The GLM Procedure

Effect Size Measures for F Tests in GLM

Subsections:

A significant F test in a linear model indicates that the effect of the term or contrast being tested might be real. The next thing you want to know is, How big is the effect? Various measures have been devised to give answers to this question that are comparable over different experimental designs. If you specify the EFFECTSIZE option in the MODEL statement, then GLM adds to each ANOVA table estimates and confidence intervals for three different measures of effect size:

  • the noncentrality parameter for the F test

  • the proportion of total variation accounted for (also known as the semipartial correlation ratio or the squared semipartial correlation)

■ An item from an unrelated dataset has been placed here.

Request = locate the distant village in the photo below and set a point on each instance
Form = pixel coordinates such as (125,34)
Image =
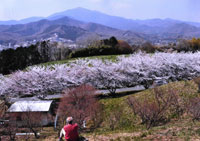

  • the proportion of partial variation accounted for (also known as the full partial correlation ratio or the squared full partial correlation)

The adjectives "semipartial" and "full partial" might seem strange. They refer to how other effects are "partialed out" of the dependent variable and the effect being tested. For "semipartial" statistics, all other effects are partialed out of the effect in question, but not the dependent variable. This measures the (adjusted) effect as a proportion of the total variation in the dependent variable. On the other hand, for "full partial" statistics, all other effects are partialed out of both the dependent variable and the effect in question. This measures the (adjusted) effect as a proportion of only the dependent variation remaining after partialing, or in other words the partial variation. Details about the computation and interpretation of these estimates and confidence intervals are discussed in the remainder of this section.

The noncentrality parameter is directly related to the true distribution of the F statistic when the effect being tested has a non-null effect. The uniformly minimum variance unbiased estimate for the noncentrality is

\begin{eqnarray*} \mbox{NC}_{\mbox{UMVUE}} & = & \frac{\mbox{DF}(\mbox{DFE}-2)\mbox{FValue}}{\mbox{DFE}} - \mbox{DF} \end{eqnarray*}

where FValue is the observed value of the F statistic for the test and DF and DFE are the numerator and denominator degrees of freedom for the test, respectively. An alternative estimate that can be slightly biased but has a somewhat lower expected mean square error is

\begin{eqnarray*} \mbox{NC}_{\mbox{minMSE}} & = & \frac{\mbox{DF}(\mbox{DFE}-4)\mbox{FValue}}{ \mbox{DFE}} - \frac{\mbox{DF}(\mbox{DFE}-4)}{\mbox{DFE}-2} \end{eqnarray*}

(See Perlman and Rasmussen (1975), cited in Johnson, Kotz, and Balakrishnan (1994).) A $p\times 100$% lower confidence bound for the noncentrality is given by the value of NC for which probf(FValue,DF,DFE,NC) = p, where probf() is the cumulative probability function for the non-central F distribution. This result can be used to form a $(1-\alpha )\times 100$% confidence interval for the noncentrality.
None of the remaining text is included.